This recipe was inspired by a 2lb variety bag of summer squash from the Farmer's Market. After getting it home I realized I was faced with a challenge to cook all of it in one easy dish so I could justify falling for a bulk buy. Immediately one of my favorite casseroles including beans and tomato sauce came to mind. Hmm..why not throw in some squash? Brillant. I peek over and see some week old lavash bread that has about one day until retirement. I get the idea to throw that in and layer it like a lasanga. The result equals success confirmed by husband and a new summer casserole staple. —Laci
6-8 servings as a main dish
cans of cannellini beans or fresh beans
frozen or fresh corn
diced summer squash
sheets of Trader Joe's Lavash Bread (or any day old bread)
28 oz can of diced tomatoes
cloves of garlic minced
red pepper flakes
shredded asiago cheese (or cheese of your choice)
In a cold saucepan on the stove add 1/4 cup olive oil, minced garlic, and a pinch of red peper flakes. Heat on medium until the garlic becomes fragrant then add a can of diced tomatoes and simmer on low for 10 mintues before turning off the heat.
Combine diced squash, beans, and corn in a bowl.
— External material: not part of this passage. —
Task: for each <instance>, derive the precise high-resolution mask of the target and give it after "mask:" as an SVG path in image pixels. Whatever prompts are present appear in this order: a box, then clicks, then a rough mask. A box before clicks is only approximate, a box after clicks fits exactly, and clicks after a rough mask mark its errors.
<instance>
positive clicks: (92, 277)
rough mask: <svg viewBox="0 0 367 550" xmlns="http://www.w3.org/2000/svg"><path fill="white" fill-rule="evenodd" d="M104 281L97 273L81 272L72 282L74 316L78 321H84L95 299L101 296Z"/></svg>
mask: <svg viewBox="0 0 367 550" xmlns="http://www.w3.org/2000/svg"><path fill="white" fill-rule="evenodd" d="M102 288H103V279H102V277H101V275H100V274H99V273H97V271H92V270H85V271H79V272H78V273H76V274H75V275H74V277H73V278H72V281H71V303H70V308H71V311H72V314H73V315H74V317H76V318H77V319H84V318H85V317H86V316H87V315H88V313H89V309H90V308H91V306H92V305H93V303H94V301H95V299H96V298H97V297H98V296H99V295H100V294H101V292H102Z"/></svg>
Add a tablespoon of olive oil, cumin, salt, and pepper. (I use a seasoning called "Spike" in place of the salt and pepper).
Combine the veggie mixture with the tomato sauce.
Oil a casserole dish and pour in a bottom layer of veggie mixture. Top the veggies with a lavash bread and alternate until you run out of veggies and end with lavash bread on top.
Bake in the oven until the veggies are cooked through and the tomato sauce is firm. This will take about 30-40 minutes depending on the amount of veggies and sauce used.
Take the casserole out of the oven and layer the lavash bread with the cheese. Put the casserole back into the oven until the cheese mixture melts.